The notion that data is the new oil of the digital economy speaks to the reliance of quality data needed for modern AI systems to be effective. The U.S. can build off the OPEN Data Government Act to develop and release publicly available datasets, with appropriate safeguards, to promote innovation. Data is also critical in competing with the Chinese government, who can collect vast troves of data from its large population and surveillance efforts and use it to accelerate its AI developments. As such, the U.S. can invest in few-shot machine learning techniques that are less reliant on data to compete with authoritarian governments that have more robust data collection capabilities and do not concern themselves with democratic values.
Where possible, any regulation of AI should use a risk-based approach to evaluate how to most effectively apply federal laws and regulations to AI uses. Federal agencies should determine what, if any, are the risks posed by AI uses in their domain and seek to apply or modernize regulation accordingly. This approach is consistent with the 2019 guidance from the Office of Management and Budget, which aims to ensure regulatory measures do not impede U.S. innovation in AI.

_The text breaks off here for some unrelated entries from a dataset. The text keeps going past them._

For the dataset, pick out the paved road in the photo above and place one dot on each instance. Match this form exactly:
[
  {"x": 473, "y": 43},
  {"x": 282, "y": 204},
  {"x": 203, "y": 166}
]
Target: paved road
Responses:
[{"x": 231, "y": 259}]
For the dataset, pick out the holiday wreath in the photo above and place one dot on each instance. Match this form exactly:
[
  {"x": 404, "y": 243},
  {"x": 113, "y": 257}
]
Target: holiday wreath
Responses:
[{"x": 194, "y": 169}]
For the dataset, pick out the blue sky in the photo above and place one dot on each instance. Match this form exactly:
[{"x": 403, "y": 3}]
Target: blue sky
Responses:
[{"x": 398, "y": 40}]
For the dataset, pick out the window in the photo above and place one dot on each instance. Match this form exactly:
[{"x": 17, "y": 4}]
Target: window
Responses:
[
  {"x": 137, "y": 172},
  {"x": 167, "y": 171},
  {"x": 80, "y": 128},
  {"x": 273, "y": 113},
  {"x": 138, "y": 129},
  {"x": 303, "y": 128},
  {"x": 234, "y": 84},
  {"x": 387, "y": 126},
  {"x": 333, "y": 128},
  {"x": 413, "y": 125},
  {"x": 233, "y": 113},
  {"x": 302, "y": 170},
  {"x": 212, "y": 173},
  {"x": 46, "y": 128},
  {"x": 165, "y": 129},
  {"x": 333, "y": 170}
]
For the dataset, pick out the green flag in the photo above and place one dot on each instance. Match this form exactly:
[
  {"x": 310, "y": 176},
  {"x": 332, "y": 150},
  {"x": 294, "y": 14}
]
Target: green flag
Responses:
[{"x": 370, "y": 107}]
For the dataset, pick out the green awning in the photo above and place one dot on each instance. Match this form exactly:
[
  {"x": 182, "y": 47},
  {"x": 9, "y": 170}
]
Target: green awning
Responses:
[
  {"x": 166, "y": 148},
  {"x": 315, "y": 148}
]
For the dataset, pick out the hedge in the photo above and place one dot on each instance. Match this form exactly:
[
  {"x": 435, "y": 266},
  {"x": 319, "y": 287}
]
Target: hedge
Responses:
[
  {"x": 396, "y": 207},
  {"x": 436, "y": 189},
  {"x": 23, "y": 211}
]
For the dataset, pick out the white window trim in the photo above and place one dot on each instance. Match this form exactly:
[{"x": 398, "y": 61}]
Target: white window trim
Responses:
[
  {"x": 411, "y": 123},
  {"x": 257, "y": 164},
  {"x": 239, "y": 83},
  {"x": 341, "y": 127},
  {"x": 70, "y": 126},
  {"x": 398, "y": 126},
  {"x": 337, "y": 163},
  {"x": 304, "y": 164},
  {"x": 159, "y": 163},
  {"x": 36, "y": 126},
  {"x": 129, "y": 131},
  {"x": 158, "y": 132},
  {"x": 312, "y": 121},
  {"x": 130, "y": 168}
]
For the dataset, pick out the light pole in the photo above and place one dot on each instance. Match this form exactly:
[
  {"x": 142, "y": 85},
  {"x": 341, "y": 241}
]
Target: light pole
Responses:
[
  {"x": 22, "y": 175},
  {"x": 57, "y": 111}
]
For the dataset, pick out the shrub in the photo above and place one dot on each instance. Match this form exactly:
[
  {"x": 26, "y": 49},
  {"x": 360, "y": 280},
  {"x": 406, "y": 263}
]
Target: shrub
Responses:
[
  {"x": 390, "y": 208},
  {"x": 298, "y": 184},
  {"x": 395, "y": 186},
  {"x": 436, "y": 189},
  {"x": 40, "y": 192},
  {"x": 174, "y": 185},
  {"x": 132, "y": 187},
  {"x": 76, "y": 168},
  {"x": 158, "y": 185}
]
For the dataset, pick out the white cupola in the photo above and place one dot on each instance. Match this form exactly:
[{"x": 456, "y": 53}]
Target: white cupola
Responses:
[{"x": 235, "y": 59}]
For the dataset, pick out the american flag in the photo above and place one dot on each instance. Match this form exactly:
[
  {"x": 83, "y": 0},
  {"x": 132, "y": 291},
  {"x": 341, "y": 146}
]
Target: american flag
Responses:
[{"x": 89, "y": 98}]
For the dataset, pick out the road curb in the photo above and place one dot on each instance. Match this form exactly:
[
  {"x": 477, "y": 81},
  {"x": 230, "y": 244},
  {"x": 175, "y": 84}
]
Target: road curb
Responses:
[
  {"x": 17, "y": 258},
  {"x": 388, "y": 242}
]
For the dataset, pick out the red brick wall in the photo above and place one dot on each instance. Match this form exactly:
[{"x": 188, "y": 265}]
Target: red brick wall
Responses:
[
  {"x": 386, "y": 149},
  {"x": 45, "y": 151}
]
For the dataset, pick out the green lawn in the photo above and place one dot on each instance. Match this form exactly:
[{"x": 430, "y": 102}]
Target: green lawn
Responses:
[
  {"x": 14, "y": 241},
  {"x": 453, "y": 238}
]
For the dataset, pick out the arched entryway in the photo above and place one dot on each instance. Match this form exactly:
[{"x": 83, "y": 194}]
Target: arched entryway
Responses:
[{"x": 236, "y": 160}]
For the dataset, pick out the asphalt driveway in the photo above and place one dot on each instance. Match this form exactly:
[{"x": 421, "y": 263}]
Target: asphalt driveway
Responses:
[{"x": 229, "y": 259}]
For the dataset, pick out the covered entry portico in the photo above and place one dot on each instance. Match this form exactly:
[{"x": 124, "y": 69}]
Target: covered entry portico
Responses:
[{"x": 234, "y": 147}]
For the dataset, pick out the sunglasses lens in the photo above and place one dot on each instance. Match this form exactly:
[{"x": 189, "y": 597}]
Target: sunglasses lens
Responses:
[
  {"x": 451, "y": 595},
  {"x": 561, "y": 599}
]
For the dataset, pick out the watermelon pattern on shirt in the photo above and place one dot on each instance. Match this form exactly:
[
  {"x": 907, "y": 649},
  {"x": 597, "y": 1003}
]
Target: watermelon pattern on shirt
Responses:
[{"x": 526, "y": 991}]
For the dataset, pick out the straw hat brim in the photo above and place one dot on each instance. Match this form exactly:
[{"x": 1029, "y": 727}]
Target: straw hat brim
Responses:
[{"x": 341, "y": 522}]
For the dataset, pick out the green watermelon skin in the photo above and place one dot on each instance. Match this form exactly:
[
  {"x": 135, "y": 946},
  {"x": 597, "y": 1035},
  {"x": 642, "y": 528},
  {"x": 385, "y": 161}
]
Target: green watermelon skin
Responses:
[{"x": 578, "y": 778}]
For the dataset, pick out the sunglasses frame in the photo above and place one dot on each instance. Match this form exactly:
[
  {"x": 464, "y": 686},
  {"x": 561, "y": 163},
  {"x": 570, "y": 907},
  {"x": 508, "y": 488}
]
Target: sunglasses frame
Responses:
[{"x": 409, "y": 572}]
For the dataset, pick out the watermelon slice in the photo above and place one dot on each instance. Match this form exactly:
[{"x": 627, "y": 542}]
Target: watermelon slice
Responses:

Maintaining leadership in AI is of great strategic importance for U.S. national and international security. In addition to AI’s myriad applications for defense and intelligence, the U.S. must compete with nations like China and Russia who are also investing in military applications of AI for strategic advantage. The U.S. should focus on developing AI tools for military functions that identify best practices for human-machine collaboration and teaming, and uphold the DOD’s commitment to ethical principles of AI. The U.S. government should work pragmatically with its global allies and adversaries in multilateral forums to set standards around AI use and development, and mitigate against the risk of accidents or unintended escalation.
The true potential of AI can be hard to discern, as there is a general lack of understanding over what the technology is, and sensationalized Hollywood depictions of intelligent robots have caused AI’s capabilities to often be overhyped. As such, the government should play a role in raising public awareness around AI and its related issues. Many of the aforementioned policy areas—such as training the workforce, embedding human values around ethics and fairness in algorithmic design, and cooperating in multilateral forums to develop international standards—will be important steps in building trust around AI systems.
In recent years, the federal government has made several important policy advances that can be built on by the incoming administration. Efforts from the executive branch have included President Barack Obama’s 2016 The National Artificial Intelligence Research and Development Strategic Plan, President Donald Trump’s 2019 Executive Order 13859, announcing the American AI Initiative, and the Office of Management and Budget’s subsequent Guidance for Regulation of Artificial Intelligence Applications.
In Congress, Reps. Will Hurd (R-TX) and Robin Kelly’s (D-IL) multi-year effort to pursue AI legislation culminated in the passage of a bipartisan national strategy for artificial intelligence (H.Res.1250) in December last year. The bipartisan AI policy approach was further bolstered by the FY2020 NDAA, which dedicated 63 pages to the National Artificial Intelligence Act of 2020, providing the funds and remit for a whole-of-government approach to maintaining leadership in trustworthy AI.
Put simply, artificial intelligence is at an inflection point. The federal government must strike a balance between limiting the potential risks while embracing the technologies’ endless potential.